DIY Build your own HDTV Antenna

Posted on July 29, 2008. Filed under: Entertainment, Home & Garden, Uncategorized | Tags: , , , , , , |

Please Note:  on July 6, 2009  I posted an updated version of this article which includes the 4 key things every good antenna must have on called The Post DTV Transition Explained Part 2:  How to Build Your Own DIY HDTV Antenna and Save Money

For additional background and information, read the blog posts:

The Post Digital TV Transition Explained Part 1: What’s in it For You? What You Need to Know Now covers why the Digital TV transition happened, how you can benefit, understanding the UHF/VHF channel reassignments, why you might be experiencing reception issues and which DTV option is best for you?

and also How to Recycle An Old Satellite Receiver Set Top Box instead of Buying a Digital Converter Box

Stay tuned and subscribe to the Part 3 of The Post Digital TV Transition Explained, is a work-in-progess that will provide details on how to build an easy, yet very unique,  compact VHF/UHF antenna (i.e.,  low SWR over a very wide band width, high gain, directivity and scalable).  The design is ‘out of the box’ thinking and is very different.

This is the original blog post from last July, 2008:

TV stations are now broadcasting both the analog (VHF) signals and the digital (UHF) signals. In February, 2009 analog will go away. Some of the stations will return to the old channel assignment which will be in the higher VHF range. will give you all the info for the stations, channels and signal ranges in your area. There are also some definitions and good explanations about antenna basics for beginners at HDTVPrimer

My very first post was about switching from cable television to free Digital TV and how I did it. In that post, I mention that I am currently using rabbit ears perched on top of my tv set. I also mention that my father, a true geek in the best sense of the word, has committed to building me a better antenna which I have yet to receive. I think he is contemplating design and packaging for shipping from Massachusetts to California, most likely with some assembly required on my part. He also works full-time as a sales executive in the IT industry, so his free time for his hobbies is limited.

Here is a photograph of one of the antennas my father made that he is currently using at home with a flat panel HDTV. He designed it for the UHF HDTV station spread in the Boston market (e.g. 500 to 650 MHz). He says it works like a champ and receives all the stations in the Boston area at signal levels of between 9 and 10. His house is at sea level, the antenna is indoors on the second floor, and the stations are 24 to 28 air miles away.

The antenna is 18″ long and has 7 elements, the longest being 15″ and it works as well (perhaps slightly better) than a db4 or the double quad he also made. My Dad made this antenna (elements and boom) from 1/2″ x 1/16″ aluminum stock that he bought at a Lowes home center for about $8. Construction is pretty straightforward. He used nylon screws and nuts to isolate and attach the 2 booms together. The elements were fastened to the boom with 4-40 screws and nuts. The piece that looks like a tail at the end of the antenna is called a coupler, which is an impedance transformer to convert from 300 ohms to 75 ohms.

The antenna shown above is based on a rather sophisticated LPDA (Log Periodic Dipole Array) antenna designed by the US government. The selection of design parameters to arrive at the antenna’s exact physical design specs needs to be customized to the task. It requires advanced mathematical calculations that my father used an online JAVA calculator to perform. Unless you’re an engineer or math whiz, it may not be for the novice antenna builder.

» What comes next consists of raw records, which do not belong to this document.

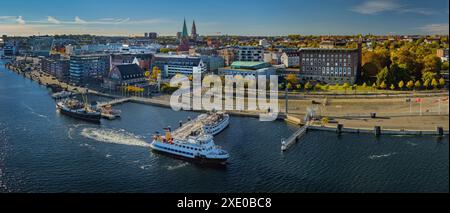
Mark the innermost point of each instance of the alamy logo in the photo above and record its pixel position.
(230, 93)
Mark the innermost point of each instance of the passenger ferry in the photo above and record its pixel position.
(214, 122)
(198, 148)
(75, 109)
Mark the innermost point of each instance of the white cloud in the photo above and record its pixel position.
(370, 7)
(53, 20)
(7, 17)
(375, 6)
(20, 20)
(78, 20)
(436, 29)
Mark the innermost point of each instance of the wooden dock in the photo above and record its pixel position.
(287, 143)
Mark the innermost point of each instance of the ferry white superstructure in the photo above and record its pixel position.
(200, 148)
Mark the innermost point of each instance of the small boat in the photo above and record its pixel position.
(78, 110)
(110, 113)
(63, 94)
(200, 148)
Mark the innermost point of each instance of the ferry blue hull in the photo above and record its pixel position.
(202, 161)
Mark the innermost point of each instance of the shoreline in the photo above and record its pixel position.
(281, 116)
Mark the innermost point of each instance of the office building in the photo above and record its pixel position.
(170, 65)
(56, 67)
(250, 53)
(228, 55)
(245, 68)
(86, 67)
(330, 65)
(142, 60)
(125, 74)
(291, 59)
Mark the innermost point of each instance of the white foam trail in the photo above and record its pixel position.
(373, 157)
(179, 166)
(121, 137)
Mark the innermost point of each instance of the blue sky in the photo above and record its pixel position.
(234, 17)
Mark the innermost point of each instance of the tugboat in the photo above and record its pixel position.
(197, 148)
(78, 110)
(214, 122)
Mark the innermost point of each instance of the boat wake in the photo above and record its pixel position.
(112, 136)
(374, 157)
(179, 166)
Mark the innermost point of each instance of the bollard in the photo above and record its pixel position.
(377, 131)
(339, 128)
(440, 131)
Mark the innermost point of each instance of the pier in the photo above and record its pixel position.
(185, 130)
(287, 143)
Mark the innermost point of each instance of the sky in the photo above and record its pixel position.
(221, 17)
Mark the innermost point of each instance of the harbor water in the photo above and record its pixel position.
(43, 151)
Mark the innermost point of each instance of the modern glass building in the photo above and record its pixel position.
(83, 67)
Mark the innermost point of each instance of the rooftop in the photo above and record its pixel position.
(253, 65)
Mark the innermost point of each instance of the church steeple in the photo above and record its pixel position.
(184, 34)
(194, 30)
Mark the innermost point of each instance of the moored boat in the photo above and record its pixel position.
(75, 109)
(214, 122)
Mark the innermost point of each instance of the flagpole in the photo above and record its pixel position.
(439, 106)
(421, 107)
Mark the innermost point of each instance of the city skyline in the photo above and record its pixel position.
(246, 18)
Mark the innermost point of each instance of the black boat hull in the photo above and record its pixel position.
(198, 160)
(84, 117)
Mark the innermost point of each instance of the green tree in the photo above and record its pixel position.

By making it longer with more elements, my Dad says it will beat the pants off of anything you can make or buy. It can also be scaled to cover from VHF through UHF. He feels it’s his best effort to date, although he is constantly looking for ways to improve it or “build a better mousetrap.” To that end, my father has been scouring his local area for a discarded or unused Dish TV satellite dish to design an antenna around. This includes checking out the free “swap shed” at his town dump.

If you’re interested in learning how to build your own HD TV antenna and other DIY techie projects, a great resource is the forum on the LumenLab website. There are much simpler yet very functional designs, posted about in the HDTV antenna thread. For example, the double or quad array bow tie antenna (also known as DB2 or DB4) which can retail for $50+. Many of these design implementations could easily be built by the average person and use common everyday items and tools you probably have lying around the house or garage, such as glue guns, wire coat hangers, cardboard, scrap wood, metal screws, washers, and aluminum foil. There is a good video on how to build an HDTV antenna out of wire coat hangers on YouTube worth watching.

Here is an example of a DB4 posted by Squeeto on the LumenLabs forum made from copper wire, synthetic building wood and cheap cooling racks.

You can find my father’s posts there under the member name Serndipity (spelled as such). Also look for posts by Pitman2, along with various designs, modifications, and lots of good advice.